Emptiness doesn’t exist in isolation from appearance. The two truths are always in union in that way.
Devotion doesn't require any other resources than supplicating from the depth of one's heart with faith. But you don't become devout just in one moment; you rely on the cumulative experience of your habit of devotion and faith. Those experiences provide us with evidence and are the opposite of blind faith.
If someone is to become a practitioner, a true student of Dharma, that person has to know that practice is an essential part of one's life, intimately interwoven with one's own experience. Of course, we need to keep our jobs. We need to be responsible with our family. We need to do a lot of different things in our lives, but none of these become essential. Rather, they become important in support of what we find the most meaningful in life — becoming a student of Dharma, a practitioner of Dharma. All these other things are simply in support of that. In this way, then, our interest in the Dharma and practice will not wane over time. It gets stronger as we directly experience its results and benefits.
Altruism has no hidden agenda. It is a heart that has open love and care for all and the absence of self-centeredness.
If you want any courage and well being that comes from holding your own seat, it has to come from knowing your mind, and knowing what the world is made of as a product of your thoughts. One will be able to ride gracefully through life with this understanding.
If you could have anything you desire, the best thing to wish for would be a mind of kindness, for that is the source of all happiness.
The Three Yanas and the Beetle: How each level of Buddhist practice approaches saving a beetle from drowning in a pool of water.
In the Hinayana, we save the beetle because of our vow to not harm any living being and to practice non-violence, ahimsa.
In the Mahayana, we help because the beetle is a life, a mother sentient being, and just like us is striving to be happy and free from suffering in everything it does. Also we never know our connection to beings; the beetle could be the rebirth of a loved one we have lost.

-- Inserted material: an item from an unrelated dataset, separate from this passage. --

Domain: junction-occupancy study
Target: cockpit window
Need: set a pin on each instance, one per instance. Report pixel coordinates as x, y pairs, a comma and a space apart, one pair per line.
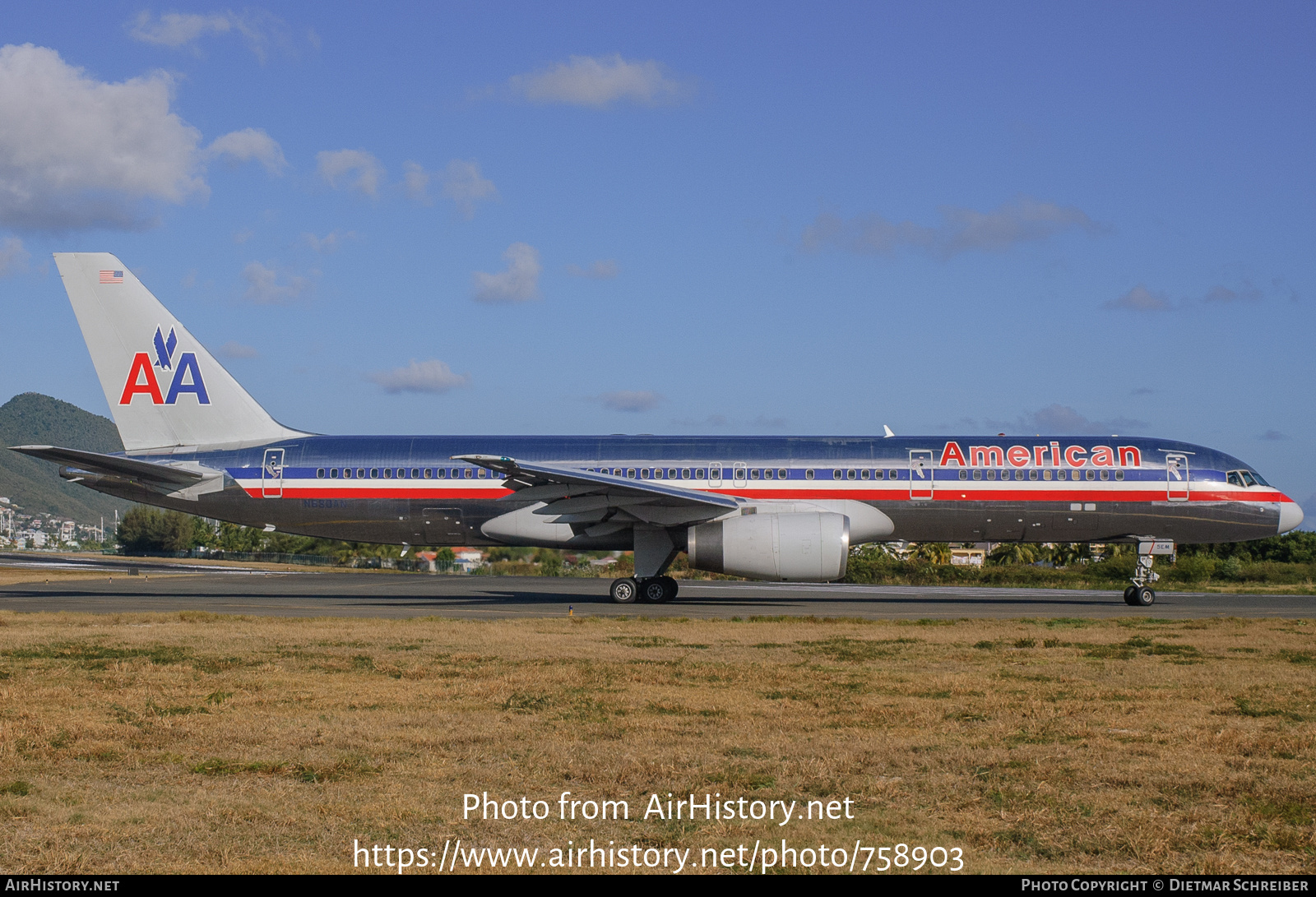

So we honor that and save the beetle.
In the Vajrayana, we recognize the enlightened nature of all beings and see the beetle's essence as dharmata that likewise pervades all beings equally. We save the beetle as we recognize the three kayas of the beetle's enlightened nature.
If there's any way to secure our well-being in the face of death, it is by knowing life to be illusory. Not by holding on to life, and life's attachments, and wanting to keep them all intrinsic.

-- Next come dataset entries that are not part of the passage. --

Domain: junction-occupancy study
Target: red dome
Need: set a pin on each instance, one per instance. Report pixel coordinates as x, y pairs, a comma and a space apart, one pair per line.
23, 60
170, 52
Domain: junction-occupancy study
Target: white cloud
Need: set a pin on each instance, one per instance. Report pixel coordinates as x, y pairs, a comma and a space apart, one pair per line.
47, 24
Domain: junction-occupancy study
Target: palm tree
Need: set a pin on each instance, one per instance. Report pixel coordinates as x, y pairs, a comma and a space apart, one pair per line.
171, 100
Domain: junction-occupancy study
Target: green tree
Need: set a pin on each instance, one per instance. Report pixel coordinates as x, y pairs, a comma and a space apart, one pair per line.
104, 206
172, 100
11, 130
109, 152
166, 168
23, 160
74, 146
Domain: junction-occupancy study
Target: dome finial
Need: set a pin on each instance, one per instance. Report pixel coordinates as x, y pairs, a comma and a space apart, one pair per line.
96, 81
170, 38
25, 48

If we can see life is illusory, and that life's very nature is emptiness, then just like a child being born in a dream, though born, there is no realness to that child. Then how could death for that child be ever real?

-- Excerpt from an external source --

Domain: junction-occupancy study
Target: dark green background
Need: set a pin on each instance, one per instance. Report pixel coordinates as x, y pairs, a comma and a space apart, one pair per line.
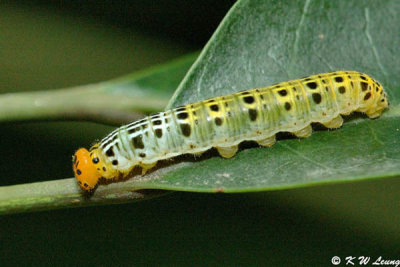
46, 46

So hopefully in that our hour, we will have that experience. We must make an aspiration to have that experience, and therefore not feel so much of a loss, or despair and fright to face the unknown.
In essence, at the time of dissolution, if you could understand all up to that point was illusion, then death will be illusion too.
If you practice unnaturally, you won’t be able to maintain the show.
Once the four thoughts that turn the mind towards the dharma dawn in your mind, to know what to do next is very simple. Take refuge in your heart in Buddha, Dharma, and Sangha. Generate bodhicitta. In order to generate bodhicitta, establish your mind in the four immeasurables firmly, deeply, profoundly, one-pointedly, without any hestiations or self-doubts. (ST)
A good practitioner trains oneself continually, proactively, repeatedly, so that relations become like good wine, like a good Bordeaux, getting only better with age rather than turning to vinegar. He or she finds only more things to appreciate about the other person over time; more things to really trust and rely on and depend on that previously there wasn’t perhaps a ground to do so. You choose not to know what the other would say right away, but instead grow in the relationship with mutual support, mutual ease, mutual appreciation for the common bond.